Miyuki Monobe was born with a large hole in her heart and a narrow aorta - which supplies blood to the body and brain. She is being treated at the National Children's Hospital in Tokyo.
She has been in and out of hospitals all her life, and has undergone four heart operations. Her doctor, cardiologist Hidemi Todo, says he can't do much more for her.
``We can't do transplants here for political reasons,'' Todo said Wednesday. ``But we have a patient who will not survive unless she can get a new heart.''
Todo said he contacted the University of California at Los Angeles and was told that because of the girl's poor health she would be given priority for a transplant there. He plans to fly Miyuki to Los Angeles on Saturday.
``If she is lucky, she will find a donor in a couple of days,'' he said.
Miyuki's story has generated an outpouring of sympathy. Over the past two weeks, her family has received more than $560,000 in donations from across the country - almost enough to pay for the $600,000 operation.

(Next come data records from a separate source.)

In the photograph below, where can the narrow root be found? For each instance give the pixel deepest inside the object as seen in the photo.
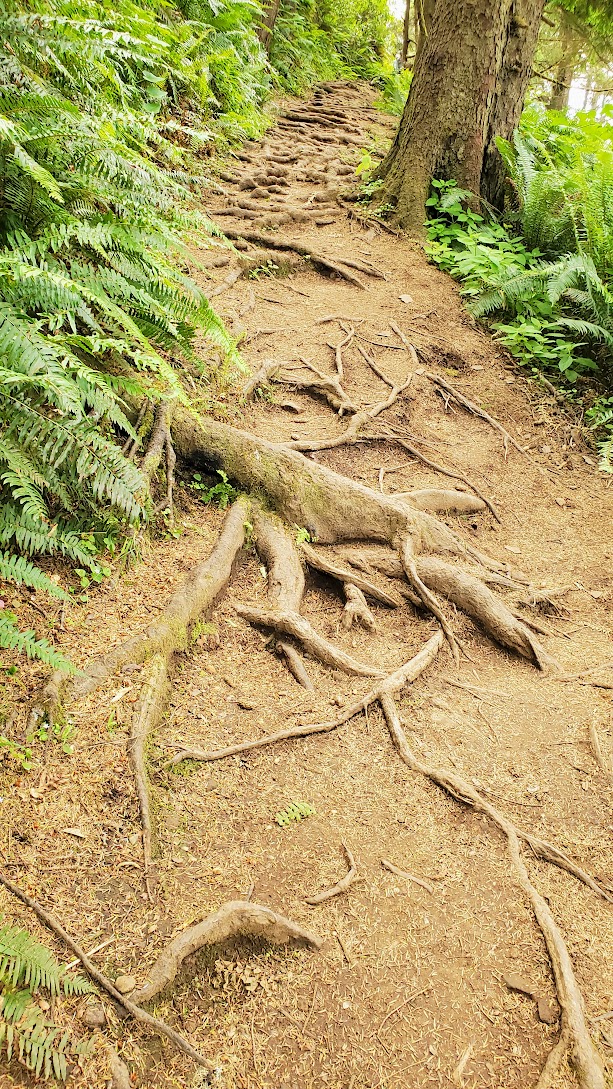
(584, 1055)
(356, 610)
(148, 713)
(317, 646)
(341, 885)
(392, 683)
(95, 974)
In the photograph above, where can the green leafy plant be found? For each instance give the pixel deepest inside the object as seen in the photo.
(295, 811)
(21, 572)
(28, 971)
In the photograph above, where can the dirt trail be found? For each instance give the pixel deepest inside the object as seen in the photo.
(409, 986)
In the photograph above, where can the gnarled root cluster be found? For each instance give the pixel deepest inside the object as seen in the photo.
(426, 565)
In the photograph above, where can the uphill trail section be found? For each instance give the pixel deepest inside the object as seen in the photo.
(381, 709)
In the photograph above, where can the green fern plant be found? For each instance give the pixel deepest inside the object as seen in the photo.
(28, 971)
(19, 571)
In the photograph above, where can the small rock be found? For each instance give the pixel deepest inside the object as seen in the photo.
(95, 1017)
(518, 983)
(549, 1012)
(125, 983)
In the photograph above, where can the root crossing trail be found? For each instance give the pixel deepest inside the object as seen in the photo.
(357, 722)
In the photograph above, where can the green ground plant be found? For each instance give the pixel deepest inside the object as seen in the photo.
(28, 974)
(542, 273)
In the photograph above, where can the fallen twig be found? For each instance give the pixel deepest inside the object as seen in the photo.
(130, 1005)
(411, 877)
(601, 760)
(341, 885)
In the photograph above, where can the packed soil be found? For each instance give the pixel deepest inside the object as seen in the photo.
(409, 986)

Only one heart transplant has ever been performed in Japan, and that was 30 years ago. And although 15,000 people are on a waiting list, only about 800 kidney transplants, most from living donors, are performed here each year, compared with 10,000 in the United States.
Transplants are not formally banned. But brain death is not legally accepted in Japan, and that makes it very difficult to find transplantable organs.
Under current laws, death is only recognized after the patient's heart stops beating. Once the heart has stopped, it deteriorates rapidly and becomes unsuitable for transplantation.